Violence had flared up soon after the incident, with protesting farmers allegedly lynching three people, including BJP workers and Hariom Mishra, the driver of the Union minister. Later, the body of a journalist was also found on the spot, pushing up the death toll to eight. Tikait talked to the families of the slain farmers and convinced them to accept the offer negotiated by him. He also pacified the restive crowd of farmers and ensured that the crisis did not deepen. Tikait admits that the Uttar Pradesh administration seemed intent on negotiating with him and adds that, as a man who has inhered the culture of the khaps, he believes in raising his voice for his rights. He has not budged an inch from the demand which ignited the farmers’ protests though. “They will have to take back the three farm laws. We are not going to flinch,” he says determinedly.

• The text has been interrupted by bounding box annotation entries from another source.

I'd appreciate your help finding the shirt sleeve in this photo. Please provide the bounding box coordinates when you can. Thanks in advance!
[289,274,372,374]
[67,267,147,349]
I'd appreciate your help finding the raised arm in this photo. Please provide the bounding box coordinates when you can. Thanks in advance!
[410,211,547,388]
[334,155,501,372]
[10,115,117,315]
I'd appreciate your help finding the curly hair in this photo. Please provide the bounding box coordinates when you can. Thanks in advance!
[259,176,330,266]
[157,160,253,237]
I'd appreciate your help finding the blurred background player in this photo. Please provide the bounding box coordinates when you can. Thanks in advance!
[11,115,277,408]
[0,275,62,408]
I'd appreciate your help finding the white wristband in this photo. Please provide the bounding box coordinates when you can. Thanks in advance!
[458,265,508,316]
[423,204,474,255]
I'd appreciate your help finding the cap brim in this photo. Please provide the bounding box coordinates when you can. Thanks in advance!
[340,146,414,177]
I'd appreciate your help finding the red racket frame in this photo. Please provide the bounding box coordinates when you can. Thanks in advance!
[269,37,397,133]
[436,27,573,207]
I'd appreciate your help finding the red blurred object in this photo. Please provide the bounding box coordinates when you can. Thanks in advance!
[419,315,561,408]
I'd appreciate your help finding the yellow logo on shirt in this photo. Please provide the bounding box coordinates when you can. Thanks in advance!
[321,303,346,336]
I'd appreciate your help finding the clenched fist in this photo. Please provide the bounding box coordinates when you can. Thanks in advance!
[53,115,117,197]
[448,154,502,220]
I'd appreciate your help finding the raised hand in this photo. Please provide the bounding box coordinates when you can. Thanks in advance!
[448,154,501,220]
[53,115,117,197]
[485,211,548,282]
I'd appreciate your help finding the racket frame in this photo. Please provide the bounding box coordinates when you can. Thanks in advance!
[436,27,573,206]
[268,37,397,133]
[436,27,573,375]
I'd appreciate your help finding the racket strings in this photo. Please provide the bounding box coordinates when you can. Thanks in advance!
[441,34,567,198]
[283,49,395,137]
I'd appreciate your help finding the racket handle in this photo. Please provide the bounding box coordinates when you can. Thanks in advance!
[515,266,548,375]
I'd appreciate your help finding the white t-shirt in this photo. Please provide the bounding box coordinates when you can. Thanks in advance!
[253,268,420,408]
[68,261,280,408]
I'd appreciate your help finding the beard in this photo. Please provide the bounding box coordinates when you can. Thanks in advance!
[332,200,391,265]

People present in the house, including Narendra Tikait and some visitors say Rakesh Tikait is austere in his habits and disciplined in daily life. “My brother gets up at 4 am every morning and prays. He is a devotee of Lord Shiva,” says Narendra Tikait. “The secret of his efficiency is that he is quick at making decisions and does not waste time.” He adds that his elder brother Rakesh eats only home-cooked food, doesn’t watch movies and never dines in hotels. Rakesh, he says, stays away from spicy and oily food, and avoids cold drinks. An elderly farmer sitting next to Narendra Tikait says that Rakesh dissuades people from smoking in closed rooms. “Once I smoked inside a room in which he was also present. He told me that I had spoiled his day,” the farmer says, his cheeks lined with wrinkles as he breaks into a smile.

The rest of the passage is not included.